Demo: Rolling Back Table Changes (Restore Command)¶
This demo shows RESTORE command in action (using the SQL variant).
Logging¶
Enable logging for RestoreTableCommand.
Start Spark Shell¶
Start Spark Shell with Delta Lake.
Create Delta Table¶
Let's create a delta table using a mixture of Scala and SQL.
val tableName = "demo01"
sql(s"DROP TABLE IF EXISTS $tableName")
CREATE DATASOURCE TABLE
Learn more in CREATE DATASOURCE TABLE.
spark.range(1).writeTo(tableName).using("delta").create
CREATE TABLE $tableName
USING delta
COMMENT 'Demo delta table'
AS VALUES 0 t(id)
spark.table(tableName).show
+---+
| id|
+---+
| 0|
+---+
This is the first 0
th version of the delta table with just a single row.
sql(s"desc history $tableName")
.select('version, 'timestamp, 'operation)
.show(truncate = false)
SELECT version, timestamp, operation
FROM (DESC HISTORY $tableName)
+-------+-----------------------+----------------------+
|version|timestamp |operation |
+-------+-----------------------+----------------------+
|0 |2022-06-07 11:37:28.707|CREATE TABLE AS SELECT|
+-------+-----------------------+----------------------+
Create Multiple Table Versions¶
Let's create multiple versions of the delta table by inserting some new rows.
INSERT INTO¶
INSERT INTO
Learn more in INSERT INTO.
sql(s"INSERT INTO $tableName VALUES 1")
That gives us another version.
MERGE INTO¶
Let's use Delta Lake's own MERGE INTO command.
sql(s"MERGE INTO $tableName USING (VALUES 2 t(id)) ON demo01.id = t.id WHEN NOT MATCHED THEN INSERT *")
DESC HISTORY¶
sql(s"desc history $tableName")
.select('version, 'timestamp, 'operation)
.show(truncate = false)
SELECT version, timestamp, operation
FROM (DESC HISTORY $tableName)
+-------+-----------------------+----------------------+
|version|timestamp |operation |
+-------+-----------------------+----------------------+
|2 |2022-06-07 11:38:52.448|MERGE |
|1 |2022-06-07 11:38:42.148|WRITE |
|0 |2022-06-07 11:37:28.707|CREATE TABLE AS SELECT|
+-------+-----------------------+----------------------+
Roll Back with RESTORE¶
The most recent version is 2
with the following rows:
spark.table(tableName).show
+---+
| id|
+---+
| 2|
| 0|
| 1|
+---+
Let's revert some changes to the delta table using RESTORE TABLE command.
Let's restore the initial (0
th) version and review the history of this delta table.
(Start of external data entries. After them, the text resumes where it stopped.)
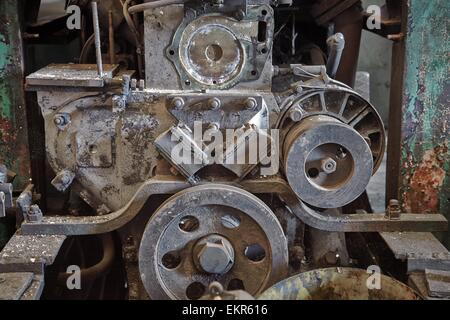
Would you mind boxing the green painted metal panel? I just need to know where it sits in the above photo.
[400,0,450,245]
[0,0,30,189]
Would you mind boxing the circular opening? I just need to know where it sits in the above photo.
[178,216,200,232]
[308,168,320,179]
[186,282,205,300]
[89,144,98,154]
[161,251,181,269]
[221,214,241,229]
[244,244,266,262]
[205,43,223,61]
[227,279,245,290]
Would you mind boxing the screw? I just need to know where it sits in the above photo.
[208,98,221,110]
[194,235,234,274]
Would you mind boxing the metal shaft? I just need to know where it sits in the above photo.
[92,1,103,77]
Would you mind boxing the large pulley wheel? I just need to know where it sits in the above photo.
[139,184,288,300]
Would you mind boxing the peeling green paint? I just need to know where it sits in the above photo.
[400,0,450,245]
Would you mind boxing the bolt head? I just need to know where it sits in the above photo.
[289,108,303,122]
[322,158,337,174]
[208,98,221,110]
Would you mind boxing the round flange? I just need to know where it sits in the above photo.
[283,116,373,208]
[139,184,288,300]
[178,16,245,85]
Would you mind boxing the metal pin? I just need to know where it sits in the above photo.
[92,1,103,78]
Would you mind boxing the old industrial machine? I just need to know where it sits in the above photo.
[1,0,447,299]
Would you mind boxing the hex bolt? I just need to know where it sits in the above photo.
[208,98,221,110]
[27,204,43,222]
[245,98,258,110]
[321,158,337,174]
[53,113,70,129]
[194,235,234,274]
[172,97,184,109]
[289,107,303,122]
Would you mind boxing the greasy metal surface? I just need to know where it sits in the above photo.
[399,0,450,246]
[258,268,420,300]
[27,64,119,87]
[139,184,288,299]
[283,116,373,208]
[0,272,33,300]
[0,0,30,189]
[380,232,450,272]
[425,269,450,299]
[0,233,66,274]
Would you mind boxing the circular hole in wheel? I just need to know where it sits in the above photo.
[221,214,241,229]
[308,168,320,179]
[227,279,245,290]
[186,282,205,300]
[161,251,181,269]
[244,243,266,262]
[178,216,200,232]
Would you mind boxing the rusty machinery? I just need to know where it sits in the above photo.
[0,0,447,299]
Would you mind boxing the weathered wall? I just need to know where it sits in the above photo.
[400,0,450,244]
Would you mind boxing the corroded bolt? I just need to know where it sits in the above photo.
[53,113,70,127]
[245,98,258,110]
[172,97,184,109]
[52,169,75,192]
[208,98,221,110]
[27,204,43,222]
[195,235,234,274]
[289,107,303,122]
[321,158,337,174]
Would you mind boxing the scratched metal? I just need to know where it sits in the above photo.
[0,0,30,189]
[400,0,450,245]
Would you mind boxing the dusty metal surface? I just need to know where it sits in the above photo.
[139,184,288,299]
[0,234,66,274]
[0,0,30,189]
[380,232,450,272]
[0,272,33,300]
[27,64,119,87]
[400,0,450,245]
[258,268,420,300]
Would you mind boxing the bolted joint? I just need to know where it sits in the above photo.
[53,113,70,130]
[289,107,303,122]
[321,158,337,174]
[195,235,234,274]
[26,204,43,222]
[208,98,222,110]
[171,97,184,109]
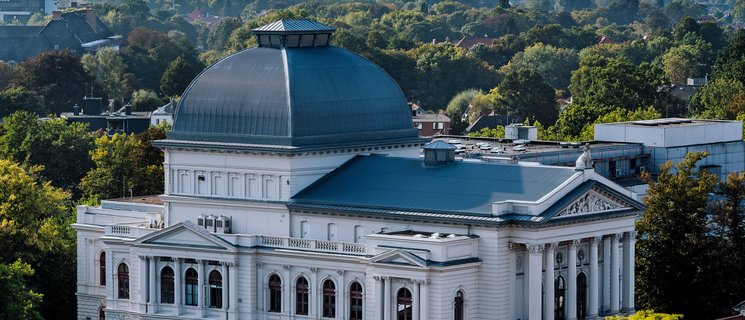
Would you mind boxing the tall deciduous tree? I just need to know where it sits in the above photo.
[0,159,76,319]
[0,112,94,194]
[14,50,92,114]
[636,153,718,319]
[160,57,197,97]
[497,69,559,123]
[0,260,43,320]
[501,43,579,89]
[0,87,44,117]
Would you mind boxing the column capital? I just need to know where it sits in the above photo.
[525,243,544,254]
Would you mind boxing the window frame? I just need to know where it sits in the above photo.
[321,279,336,318]
[349,281,365,320]
[207,270,223,309]
[184,268,199,306]
[267,274,282,313]
[295,276,310,316]
[160,266,176,304]
[116,262,130,299]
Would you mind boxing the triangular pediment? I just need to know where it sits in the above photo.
[551,184,639,219]
[371,249,427,267]
[134,221,236,252]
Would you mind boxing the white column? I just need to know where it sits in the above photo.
[222,262,232,311]
[374,276,385,320]
[610,233,621,314]
[197,260,205,308]
[623,231,636,312]
[526,244,543,320]
[602,236,611,315]
[587,237,601,319]
[566,240,579,320]
[139,256,147,313]
[228,263,238,319]
[419,280,429,320]
[383,277,393,320]
[543,243,556,320]
[411,280,422,320]
[171,257,184,315]
[147,256,157,313]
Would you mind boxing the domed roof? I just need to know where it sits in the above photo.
[168,20,417,147]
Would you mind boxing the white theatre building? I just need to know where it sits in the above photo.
[74,20,644,320]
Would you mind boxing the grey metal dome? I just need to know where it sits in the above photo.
[168,20,417,147]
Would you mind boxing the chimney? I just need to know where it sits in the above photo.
[85,8,98,33]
sql(s"RESTORE TABLE $tableName TO VERSION AS OF 0").show
You should see the following INFO messages in the logs:
RestoreTableCommand: DELTA: RestoreTableCommand: compute missing files validation (table path file:/Users/jacek/dev/oss/spark/spark-warehouse/demo01)
RestoreTableCommand: DELTA: Done
RestoreTableCommand: DELTA: RestoreTableCommand: compute metrics (table path file:/Users/jacek/dev/oss/spark/spark-warehouse/demo01)
RestoreTableCommand: DELTA: Done
RestoreTableCommand: DELTA: RestoreTableCommand: compute add actions (table path file:/Users/jacek/dev/oss/spark/spark-warehouse/demo01)
RestoreTableCommand: DELTA: Done
RestoreTableCommand: DELTA: RestoreTableCommand: compute remove actions (table path file:/Users/jacek/dev/oss/spark/spark-warehouse/demo01)
RestoreTableCommand: DELTA: Done
RestoreTableCommand: Committed delta #3 to file:/Users/jacek/dev/oss/spark/spark-warehouse/demo01/_delta_log. Wrote 4 actions.
RestoreTableCommand
should also give you command statistics.
+------------------------+--------------------------+-----------------+------------------+------------------+-------------------+
|table_size_after_restore|num_of_files_after_restore|num_removed_files|num_restored_files|removed_files_size|restored_files_size|
+------------------------+--------------------------+-----------------+------------------+------------------+-------------------+
| 774| 2| 2| 0| 956| 0|
+------------------------+--------------------------+-----------------+------------------+------------------+-------------------+
Let's query the rows.
spark.table(tableName).show
+---+
| id|
+---+
| 0|
+---+
That looks OK. That's the row of the 0
th version. Use the following query to prove it.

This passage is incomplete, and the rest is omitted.